Her yıl şubat ayında dallara ince ince kar taneleri serpişirken,
Gönüllere de derinden derine sevgi tomurcukları saçılır.
En azından insanlar bu günü böyle bilir.

“Sevgililer günü”
Kökeni, Roma Katolik Kilisesi’nin  inanışına dayanan bu gün, Valentine ismindeki bir din adamının adına ilan edilen bir bayram günü olarak ortaya çıkmıştır.

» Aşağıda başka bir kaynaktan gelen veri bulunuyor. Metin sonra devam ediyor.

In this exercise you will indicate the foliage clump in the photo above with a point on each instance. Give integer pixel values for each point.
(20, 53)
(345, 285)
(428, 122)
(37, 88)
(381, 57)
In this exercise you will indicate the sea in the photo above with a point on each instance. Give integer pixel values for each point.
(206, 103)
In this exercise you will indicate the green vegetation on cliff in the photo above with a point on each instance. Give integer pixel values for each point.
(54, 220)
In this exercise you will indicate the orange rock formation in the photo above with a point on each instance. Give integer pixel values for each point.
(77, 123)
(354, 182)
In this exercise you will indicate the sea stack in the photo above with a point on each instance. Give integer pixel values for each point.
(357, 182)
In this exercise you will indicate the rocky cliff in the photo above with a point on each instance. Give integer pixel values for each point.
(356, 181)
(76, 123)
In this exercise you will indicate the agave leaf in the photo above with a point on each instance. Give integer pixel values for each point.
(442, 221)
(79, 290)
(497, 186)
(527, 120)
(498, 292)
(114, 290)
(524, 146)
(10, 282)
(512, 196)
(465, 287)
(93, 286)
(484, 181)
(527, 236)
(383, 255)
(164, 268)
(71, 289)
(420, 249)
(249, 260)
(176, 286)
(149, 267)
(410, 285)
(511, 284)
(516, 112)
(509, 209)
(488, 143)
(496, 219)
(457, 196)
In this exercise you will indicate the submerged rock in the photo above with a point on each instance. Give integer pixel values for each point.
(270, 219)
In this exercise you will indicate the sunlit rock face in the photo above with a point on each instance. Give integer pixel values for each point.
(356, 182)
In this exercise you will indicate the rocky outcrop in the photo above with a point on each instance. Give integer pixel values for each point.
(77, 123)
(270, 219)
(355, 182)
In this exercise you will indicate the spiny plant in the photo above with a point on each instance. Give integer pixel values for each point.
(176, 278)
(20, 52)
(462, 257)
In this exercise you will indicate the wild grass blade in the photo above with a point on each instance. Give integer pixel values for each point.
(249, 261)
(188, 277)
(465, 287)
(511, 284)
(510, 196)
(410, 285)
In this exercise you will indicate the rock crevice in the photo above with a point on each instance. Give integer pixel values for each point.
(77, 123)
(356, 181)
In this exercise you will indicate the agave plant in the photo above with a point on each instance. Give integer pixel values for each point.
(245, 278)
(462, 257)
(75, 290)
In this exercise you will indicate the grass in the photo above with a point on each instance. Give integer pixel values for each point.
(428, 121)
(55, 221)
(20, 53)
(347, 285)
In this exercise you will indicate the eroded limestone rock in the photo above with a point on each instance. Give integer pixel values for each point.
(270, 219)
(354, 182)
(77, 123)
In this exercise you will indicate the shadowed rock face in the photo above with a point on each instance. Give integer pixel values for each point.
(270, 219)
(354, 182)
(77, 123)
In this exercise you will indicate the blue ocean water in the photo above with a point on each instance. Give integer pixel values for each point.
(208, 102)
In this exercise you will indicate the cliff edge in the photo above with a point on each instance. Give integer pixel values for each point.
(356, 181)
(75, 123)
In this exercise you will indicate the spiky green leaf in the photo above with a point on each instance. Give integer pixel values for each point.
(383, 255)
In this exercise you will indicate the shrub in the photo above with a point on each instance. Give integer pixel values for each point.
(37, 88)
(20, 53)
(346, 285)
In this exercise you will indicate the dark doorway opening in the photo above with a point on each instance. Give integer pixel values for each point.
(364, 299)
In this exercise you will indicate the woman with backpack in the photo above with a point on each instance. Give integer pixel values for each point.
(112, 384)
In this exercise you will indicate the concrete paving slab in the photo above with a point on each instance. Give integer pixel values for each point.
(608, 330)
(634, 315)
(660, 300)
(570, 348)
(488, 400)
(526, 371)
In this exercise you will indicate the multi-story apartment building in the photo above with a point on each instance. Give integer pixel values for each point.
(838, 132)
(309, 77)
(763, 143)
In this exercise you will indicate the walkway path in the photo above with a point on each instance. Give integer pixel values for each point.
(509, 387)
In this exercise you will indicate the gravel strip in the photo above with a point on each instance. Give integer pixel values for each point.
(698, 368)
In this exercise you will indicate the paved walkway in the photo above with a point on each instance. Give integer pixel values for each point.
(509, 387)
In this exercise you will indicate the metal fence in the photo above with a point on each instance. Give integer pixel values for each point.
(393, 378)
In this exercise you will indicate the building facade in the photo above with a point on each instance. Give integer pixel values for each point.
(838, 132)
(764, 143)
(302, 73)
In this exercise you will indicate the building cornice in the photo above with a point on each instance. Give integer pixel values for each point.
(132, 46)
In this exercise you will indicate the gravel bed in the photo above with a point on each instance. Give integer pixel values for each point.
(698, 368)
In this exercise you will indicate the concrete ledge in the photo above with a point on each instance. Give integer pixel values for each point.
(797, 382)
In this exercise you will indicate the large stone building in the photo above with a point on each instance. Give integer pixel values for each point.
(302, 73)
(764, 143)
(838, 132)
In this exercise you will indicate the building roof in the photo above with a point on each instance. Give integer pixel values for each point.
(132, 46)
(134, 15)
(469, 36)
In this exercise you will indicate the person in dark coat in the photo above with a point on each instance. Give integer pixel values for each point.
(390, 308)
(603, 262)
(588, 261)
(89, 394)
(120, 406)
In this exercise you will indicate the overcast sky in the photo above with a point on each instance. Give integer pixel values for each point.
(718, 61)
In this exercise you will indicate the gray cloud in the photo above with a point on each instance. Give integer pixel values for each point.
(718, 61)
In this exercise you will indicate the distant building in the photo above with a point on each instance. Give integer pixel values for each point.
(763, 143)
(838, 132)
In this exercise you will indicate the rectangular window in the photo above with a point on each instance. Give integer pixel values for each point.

Bu sebeple bu gün Batı Toplumlarında "Aziz Valentin Günü" olarak bilinir. 
Bu gündeki en yaygın uygulama eşe ya da sevgiliye verilen üstü yazılı bir karttır. 
Bu kartlara sevgi mesajları, aşk şiirleri yazılır.
Özellikle sevgilisi olmayanlar hoşlandıkları kişilere kart gönderir. 
Alıcı kişi, içinde genellikle "Sevgilim olur musun?" yazan bu imzasız kartın kimden geldiğini bulmaya çalışır. 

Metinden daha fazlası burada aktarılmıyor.